Zuwendung und Dienst
Ihre Hingabe an den charismatischen Prediger und Heiler Jesus von Nazareth ist oft bedingungslos. Bisweilen akzeptiert der Bewunderte sie, dann durchkreuzt er sie aber auch wieder abrupt. Auch um sich von statusverliebten Schriftgelehrten abzusetzen, macht Jesus deutlich, worauf sein Charisma beruht: nicht auf Status und Macht, sondern auf Zuwendung und Dienst. "Ihr nennt mich Meister und Herr und sagt es mit Recht, denn ich bin’s auch. Wenn nun ich, euer Herr und Meister, euch die Füße gewaschen habe, so sollt auch ihr euch untereinander die Füße waschen." (Johannes 13,13–14) Sonst wuschen eigentlich nur Sklaven die Füße ihrer Herren.

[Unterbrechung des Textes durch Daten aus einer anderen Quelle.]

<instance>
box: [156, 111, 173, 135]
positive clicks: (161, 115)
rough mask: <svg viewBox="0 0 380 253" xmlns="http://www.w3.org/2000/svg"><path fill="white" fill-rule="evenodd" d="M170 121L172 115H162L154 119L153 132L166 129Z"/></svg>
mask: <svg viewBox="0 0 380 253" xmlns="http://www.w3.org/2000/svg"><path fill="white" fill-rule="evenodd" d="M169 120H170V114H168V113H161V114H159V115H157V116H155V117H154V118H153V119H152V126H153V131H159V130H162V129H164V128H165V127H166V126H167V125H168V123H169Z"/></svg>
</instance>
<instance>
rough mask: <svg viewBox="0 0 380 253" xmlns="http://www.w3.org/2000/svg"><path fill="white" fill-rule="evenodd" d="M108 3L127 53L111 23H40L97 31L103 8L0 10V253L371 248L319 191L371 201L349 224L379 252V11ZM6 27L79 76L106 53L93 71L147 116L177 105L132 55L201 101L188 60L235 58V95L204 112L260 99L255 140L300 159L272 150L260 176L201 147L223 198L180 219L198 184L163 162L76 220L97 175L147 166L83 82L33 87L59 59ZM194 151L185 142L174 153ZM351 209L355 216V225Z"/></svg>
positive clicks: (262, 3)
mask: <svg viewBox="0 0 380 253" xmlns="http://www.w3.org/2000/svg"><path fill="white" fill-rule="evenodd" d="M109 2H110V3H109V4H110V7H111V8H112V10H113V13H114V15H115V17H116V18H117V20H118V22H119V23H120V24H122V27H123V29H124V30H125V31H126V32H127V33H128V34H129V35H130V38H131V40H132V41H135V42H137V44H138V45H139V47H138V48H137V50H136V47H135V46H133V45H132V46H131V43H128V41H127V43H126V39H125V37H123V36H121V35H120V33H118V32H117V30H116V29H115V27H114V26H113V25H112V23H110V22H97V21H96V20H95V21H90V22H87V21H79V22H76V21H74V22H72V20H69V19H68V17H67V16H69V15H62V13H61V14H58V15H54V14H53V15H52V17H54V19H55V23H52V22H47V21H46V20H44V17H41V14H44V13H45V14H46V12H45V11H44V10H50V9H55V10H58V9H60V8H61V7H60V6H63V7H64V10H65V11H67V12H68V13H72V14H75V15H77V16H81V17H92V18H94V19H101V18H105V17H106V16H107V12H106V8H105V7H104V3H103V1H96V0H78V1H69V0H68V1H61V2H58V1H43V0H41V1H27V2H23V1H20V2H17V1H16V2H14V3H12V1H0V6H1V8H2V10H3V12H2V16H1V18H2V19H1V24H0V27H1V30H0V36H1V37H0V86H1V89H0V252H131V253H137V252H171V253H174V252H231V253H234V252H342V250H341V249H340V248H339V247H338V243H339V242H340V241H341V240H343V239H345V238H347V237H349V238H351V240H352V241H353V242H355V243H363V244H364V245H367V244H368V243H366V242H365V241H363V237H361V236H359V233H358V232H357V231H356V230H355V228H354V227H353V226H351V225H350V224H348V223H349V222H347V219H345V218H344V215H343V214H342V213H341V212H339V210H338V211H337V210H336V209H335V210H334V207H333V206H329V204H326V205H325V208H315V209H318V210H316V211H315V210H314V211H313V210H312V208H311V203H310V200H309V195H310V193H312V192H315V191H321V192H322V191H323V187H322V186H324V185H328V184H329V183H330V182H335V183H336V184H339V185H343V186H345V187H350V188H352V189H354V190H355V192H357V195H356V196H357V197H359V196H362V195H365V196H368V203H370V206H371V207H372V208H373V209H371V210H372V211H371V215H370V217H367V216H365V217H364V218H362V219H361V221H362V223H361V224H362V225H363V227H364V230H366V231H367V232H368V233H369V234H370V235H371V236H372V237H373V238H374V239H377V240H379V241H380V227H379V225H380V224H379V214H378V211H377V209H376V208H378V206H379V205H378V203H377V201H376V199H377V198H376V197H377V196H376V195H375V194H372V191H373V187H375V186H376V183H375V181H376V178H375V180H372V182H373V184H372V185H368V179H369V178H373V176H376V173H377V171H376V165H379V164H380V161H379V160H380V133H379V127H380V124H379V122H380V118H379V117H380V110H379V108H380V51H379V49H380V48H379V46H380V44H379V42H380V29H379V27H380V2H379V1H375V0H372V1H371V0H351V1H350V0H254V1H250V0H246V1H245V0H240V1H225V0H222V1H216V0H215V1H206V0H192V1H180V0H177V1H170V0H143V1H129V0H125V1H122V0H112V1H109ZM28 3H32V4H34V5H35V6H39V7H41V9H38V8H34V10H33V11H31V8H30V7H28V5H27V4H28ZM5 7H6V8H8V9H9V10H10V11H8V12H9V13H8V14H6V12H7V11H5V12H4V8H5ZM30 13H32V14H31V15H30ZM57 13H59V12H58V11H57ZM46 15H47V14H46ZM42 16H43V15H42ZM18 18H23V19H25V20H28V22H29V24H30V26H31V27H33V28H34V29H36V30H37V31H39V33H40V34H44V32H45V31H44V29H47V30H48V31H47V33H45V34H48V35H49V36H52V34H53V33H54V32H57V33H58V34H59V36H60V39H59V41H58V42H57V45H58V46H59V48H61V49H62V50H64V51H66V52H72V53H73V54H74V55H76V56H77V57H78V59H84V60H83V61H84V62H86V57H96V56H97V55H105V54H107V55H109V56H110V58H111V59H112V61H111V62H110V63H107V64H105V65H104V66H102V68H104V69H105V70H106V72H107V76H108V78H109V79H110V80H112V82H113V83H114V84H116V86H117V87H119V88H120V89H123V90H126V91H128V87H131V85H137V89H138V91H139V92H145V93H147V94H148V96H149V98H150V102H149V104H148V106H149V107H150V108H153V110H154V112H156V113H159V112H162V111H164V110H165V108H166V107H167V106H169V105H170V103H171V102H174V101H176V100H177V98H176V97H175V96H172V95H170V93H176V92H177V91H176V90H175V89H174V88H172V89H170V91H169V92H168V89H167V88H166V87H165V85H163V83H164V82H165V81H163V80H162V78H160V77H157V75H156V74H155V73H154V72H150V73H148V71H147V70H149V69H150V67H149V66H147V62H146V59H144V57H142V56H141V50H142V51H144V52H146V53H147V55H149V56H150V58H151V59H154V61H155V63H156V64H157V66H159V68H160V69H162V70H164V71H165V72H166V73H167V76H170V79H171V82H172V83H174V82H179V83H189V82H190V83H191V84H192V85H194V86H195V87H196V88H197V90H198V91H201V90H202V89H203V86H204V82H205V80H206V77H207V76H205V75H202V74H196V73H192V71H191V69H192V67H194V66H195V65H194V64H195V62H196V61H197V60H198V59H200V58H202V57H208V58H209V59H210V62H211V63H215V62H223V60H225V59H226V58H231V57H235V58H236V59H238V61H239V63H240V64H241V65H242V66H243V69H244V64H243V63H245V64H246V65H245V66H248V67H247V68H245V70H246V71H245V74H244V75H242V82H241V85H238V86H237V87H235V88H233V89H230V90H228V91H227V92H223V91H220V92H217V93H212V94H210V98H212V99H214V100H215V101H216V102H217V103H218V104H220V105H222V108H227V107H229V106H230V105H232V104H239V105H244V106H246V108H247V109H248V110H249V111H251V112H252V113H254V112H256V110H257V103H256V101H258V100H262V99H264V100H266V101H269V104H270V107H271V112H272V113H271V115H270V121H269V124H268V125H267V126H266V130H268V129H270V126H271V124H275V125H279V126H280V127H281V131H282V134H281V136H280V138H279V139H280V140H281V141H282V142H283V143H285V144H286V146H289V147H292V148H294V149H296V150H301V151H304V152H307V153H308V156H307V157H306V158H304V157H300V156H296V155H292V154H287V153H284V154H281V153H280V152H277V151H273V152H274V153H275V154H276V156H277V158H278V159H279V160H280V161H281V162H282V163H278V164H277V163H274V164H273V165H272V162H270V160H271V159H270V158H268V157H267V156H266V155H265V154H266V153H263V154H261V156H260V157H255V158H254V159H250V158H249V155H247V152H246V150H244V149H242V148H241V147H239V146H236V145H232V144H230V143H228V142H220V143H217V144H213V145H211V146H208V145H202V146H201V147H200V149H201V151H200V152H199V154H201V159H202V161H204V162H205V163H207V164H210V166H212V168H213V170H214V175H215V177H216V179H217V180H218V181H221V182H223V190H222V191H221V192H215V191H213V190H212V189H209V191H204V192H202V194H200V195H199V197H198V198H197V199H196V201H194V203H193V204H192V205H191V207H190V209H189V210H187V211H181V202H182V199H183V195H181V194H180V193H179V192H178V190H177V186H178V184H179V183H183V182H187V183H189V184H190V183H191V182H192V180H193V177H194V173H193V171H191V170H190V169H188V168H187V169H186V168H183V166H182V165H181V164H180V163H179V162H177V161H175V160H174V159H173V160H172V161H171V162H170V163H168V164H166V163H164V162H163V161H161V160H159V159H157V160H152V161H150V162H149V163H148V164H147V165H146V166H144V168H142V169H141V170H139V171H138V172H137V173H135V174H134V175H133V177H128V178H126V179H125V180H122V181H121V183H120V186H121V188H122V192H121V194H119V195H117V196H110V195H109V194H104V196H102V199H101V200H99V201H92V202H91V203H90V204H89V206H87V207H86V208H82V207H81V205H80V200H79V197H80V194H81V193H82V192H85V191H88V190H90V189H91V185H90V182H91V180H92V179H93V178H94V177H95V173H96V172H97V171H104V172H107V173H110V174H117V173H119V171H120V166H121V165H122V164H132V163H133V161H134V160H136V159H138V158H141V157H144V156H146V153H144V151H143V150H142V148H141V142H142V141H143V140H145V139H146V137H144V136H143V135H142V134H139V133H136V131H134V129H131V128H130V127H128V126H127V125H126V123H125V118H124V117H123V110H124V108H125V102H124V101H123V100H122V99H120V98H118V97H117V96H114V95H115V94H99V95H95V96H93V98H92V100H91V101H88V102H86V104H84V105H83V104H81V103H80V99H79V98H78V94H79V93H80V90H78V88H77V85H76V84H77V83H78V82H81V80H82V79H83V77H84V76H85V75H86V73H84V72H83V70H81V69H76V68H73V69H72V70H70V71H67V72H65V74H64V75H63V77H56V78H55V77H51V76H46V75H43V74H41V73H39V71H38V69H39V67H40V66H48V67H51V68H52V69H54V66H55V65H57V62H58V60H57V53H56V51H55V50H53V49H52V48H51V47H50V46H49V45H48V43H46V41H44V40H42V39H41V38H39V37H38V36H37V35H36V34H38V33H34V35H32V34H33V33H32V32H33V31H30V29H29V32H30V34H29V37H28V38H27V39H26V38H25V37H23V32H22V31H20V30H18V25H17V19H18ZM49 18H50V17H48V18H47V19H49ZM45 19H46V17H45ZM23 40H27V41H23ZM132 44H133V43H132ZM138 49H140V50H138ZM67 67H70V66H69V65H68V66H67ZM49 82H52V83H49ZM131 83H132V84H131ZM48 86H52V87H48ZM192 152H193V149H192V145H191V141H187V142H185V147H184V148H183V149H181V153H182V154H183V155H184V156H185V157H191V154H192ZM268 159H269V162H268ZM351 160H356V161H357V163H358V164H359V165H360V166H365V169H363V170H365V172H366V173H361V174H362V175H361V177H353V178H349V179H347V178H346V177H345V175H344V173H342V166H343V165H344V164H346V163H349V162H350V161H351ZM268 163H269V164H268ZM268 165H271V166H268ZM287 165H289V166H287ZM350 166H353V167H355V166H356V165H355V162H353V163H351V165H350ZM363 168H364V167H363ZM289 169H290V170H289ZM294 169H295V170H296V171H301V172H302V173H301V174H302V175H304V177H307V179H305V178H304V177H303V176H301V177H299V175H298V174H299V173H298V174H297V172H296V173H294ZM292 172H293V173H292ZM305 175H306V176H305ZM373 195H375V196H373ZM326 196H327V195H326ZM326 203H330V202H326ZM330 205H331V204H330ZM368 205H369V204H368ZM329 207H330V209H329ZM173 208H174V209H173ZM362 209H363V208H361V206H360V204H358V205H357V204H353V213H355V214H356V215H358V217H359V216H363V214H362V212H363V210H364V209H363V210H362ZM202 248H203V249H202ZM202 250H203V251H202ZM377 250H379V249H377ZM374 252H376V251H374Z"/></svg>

Mit "Meister" übersetzte Martin Luther das griechische Wort "didáskalos" – Lehrer. Denn Jesus lehrte nicht theoretisch und abstrakt. Er tat, was er lehrte, und zeigte darin selbst eine Meisterschaft. Insofern passte für Luther der Vergleich mit einem Handwerksmeister besser als der mit einem Lehrer.
Manche fanden in Jesus ihren Meister, andere blieben lose neugierige Sympathisanten, andere wurden Gegner. Der von seiner Blindheit geheilte Bettler Bartimäus (Markus 10,52) sei Jesus gefolgt, heißt es – mehr erfährt man aus der Bibel nicht über ihn. Schon damals konnte man vom Charisma dieses Mannes erfasst sein, ohne ihm deshalb erlegen zu sein.
Bitte nur freiwillig
Charismatische Rednerinnen und Redner ziehen auch heute bei Kirchentagen, Umweltdemonstrationen, Gedenkveranstaltungen Tausende in ihren Bann, bringen sie auf neue Gedanken und motivieren sie zum Handeln. Sie geben Orientierung und tragen dazu bei, dass Dinge wieder ins Lot kommen, Verhältnisse geordnet, Missstände ausgeräumt werden. Wem der Einspruch dieser charismatischen Führungspersonen einleuchtet, mag ihnen folgen. Aber dies geschieht stets auf eigene Initiative, ohne jeden äußeren Druck.
Etwas anderes ist die Lust mancher Menschen auf autoritäre Führung. Dass sie Einzelnen zugestehen, ihre Macht durch Einschüchterung zu behaupten, kommt in der Politik vor, aber auch bei Therapeuten und Seelsorgern. Doch autoritäres Denken und Verhalten lässt alles vermissen, was ernstzunehmende Meister auszeichnet: dass sie zuhören und auf andere eingehen. Dass sie Vertrauen aufbauen. Und vor allem, dass sie selbst dienen.